In the present case, undoubtedly the trial before the Magistrate, suffered from irregularities which we have already set out. The evidence, such as was led, was deficient in important respects, but that could not be a sufficient ground for directing a retrial. If the Sessions Judge, thought that in the interest of justice and for a just and proper decision of the case it was necessary that additional evidence should be brought on record, he should have instead of directing a retrial and reopening the entire proceeding, restored to the procedure prescribed by Section 428(1) of the Code of Criminal Procedure. There is no doubt that if the ends of justice require, the appellate Court, should exercise its power under the said Section.

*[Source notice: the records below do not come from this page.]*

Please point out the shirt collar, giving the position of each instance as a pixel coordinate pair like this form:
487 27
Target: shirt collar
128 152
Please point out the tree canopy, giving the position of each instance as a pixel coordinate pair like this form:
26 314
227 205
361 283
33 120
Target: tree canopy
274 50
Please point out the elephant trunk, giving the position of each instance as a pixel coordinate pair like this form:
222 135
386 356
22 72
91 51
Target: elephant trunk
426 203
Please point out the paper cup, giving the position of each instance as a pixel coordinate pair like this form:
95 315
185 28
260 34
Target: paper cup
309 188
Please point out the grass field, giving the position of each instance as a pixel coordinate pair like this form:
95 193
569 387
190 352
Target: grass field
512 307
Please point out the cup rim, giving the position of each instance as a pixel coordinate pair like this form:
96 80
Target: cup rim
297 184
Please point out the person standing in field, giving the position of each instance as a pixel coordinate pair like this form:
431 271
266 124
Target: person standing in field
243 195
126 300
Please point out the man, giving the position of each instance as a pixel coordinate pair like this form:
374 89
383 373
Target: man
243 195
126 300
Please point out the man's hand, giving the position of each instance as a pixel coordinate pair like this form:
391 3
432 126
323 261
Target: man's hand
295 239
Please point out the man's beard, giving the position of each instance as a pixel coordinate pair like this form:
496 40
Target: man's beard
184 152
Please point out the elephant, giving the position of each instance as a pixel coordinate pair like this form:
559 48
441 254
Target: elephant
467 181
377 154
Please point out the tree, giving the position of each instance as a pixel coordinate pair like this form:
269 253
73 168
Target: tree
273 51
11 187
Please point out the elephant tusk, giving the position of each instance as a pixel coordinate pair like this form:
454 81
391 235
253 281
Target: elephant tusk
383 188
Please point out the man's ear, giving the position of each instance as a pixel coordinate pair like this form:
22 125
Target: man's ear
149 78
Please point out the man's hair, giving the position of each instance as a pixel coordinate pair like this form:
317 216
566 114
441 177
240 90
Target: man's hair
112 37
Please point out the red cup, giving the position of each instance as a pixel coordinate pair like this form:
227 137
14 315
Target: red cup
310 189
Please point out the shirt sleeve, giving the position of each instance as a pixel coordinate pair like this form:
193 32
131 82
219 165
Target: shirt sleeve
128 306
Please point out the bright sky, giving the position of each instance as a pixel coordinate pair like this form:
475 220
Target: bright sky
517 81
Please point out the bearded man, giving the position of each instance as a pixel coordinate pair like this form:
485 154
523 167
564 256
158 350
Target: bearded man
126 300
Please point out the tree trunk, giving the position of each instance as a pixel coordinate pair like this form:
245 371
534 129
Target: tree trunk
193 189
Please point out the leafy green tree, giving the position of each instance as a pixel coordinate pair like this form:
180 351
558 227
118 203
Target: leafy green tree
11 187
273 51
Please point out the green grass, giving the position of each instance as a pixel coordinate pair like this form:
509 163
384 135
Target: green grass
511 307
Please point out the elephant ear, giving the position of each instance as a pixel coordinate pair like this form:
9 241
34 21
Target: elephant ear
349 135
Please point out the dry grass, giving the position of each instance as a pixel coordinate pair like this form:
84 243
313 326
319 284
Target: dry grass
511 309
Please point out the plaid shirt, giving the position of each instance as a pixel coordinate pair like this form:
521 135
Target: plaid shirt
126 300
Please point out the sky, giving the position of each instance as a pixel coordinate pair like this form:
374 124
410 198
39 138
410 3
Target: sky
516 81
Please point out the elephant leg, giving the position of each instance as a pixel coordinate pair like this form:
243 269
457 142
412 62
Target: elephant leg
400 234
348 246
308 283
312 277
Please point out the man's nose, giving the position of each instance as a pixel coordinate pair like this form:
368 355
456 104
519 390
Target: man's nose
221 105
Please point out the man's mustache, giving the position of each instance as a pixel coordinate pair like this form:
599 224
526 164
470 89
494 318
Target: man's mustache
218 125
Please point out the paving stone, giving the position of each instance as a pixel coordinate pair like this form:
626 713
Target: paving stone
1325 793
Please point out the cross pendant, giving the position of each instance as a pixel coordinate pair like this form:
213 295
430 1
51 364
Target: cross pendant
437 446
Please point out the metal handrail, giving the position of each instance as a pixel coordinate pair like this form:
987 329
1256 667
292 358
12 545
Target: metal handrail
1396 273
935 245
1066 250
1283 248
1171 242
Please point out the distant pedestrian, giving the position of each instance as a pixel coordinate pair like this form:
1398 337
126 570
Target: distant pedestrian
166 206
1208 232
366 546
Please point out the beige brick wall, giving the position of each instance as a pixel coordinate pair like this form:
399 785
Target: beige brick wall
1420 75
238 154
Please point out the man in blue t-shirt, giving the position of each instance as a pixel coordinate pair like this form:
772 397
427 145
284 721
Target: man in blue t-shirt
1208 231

5. As it can be seen from the above case the circumstances that should exist for warranting a retrial, must be such that where the trial was undertaken by the Court having no jurisdiction, or trial was vitiated by serious illegality or irregularity on account of the misconception of nature of proceedings and on that account had there been no retrial accused was prevented from leading the evidence material to charge, in such serious circumstances, only, the retrial of the case can be ordered by the appellate Court. The Supreme Court has observed in the above judgments that retrial wipes out the earlier proceedings which will affect the accused because infirmities if any disclosed in the earlier trial, cannot be made use by the accused which will cause great miscarriage of justice. As I observed earlier, the defect pointed out in this case, is not at all fatal and in the nature of the offence committed by the accused a common question put to the accused will not prejudice respondent Nos 1 to 11 on any counts. In these circumstances, retrial ordered by the Court below has to be set aside and the revision deserves to be disposed of by the Revisional Court on merit.

6. In the result, writ petition is allowed.

7. Rule made absolute in term of Prayer Clause (b) and 2nd Addl. Sessions Judge, Sangji is directed to dispose of the Revision Application No. 131 of 1988 on merits according to law, within three months from the date of receipt of this order.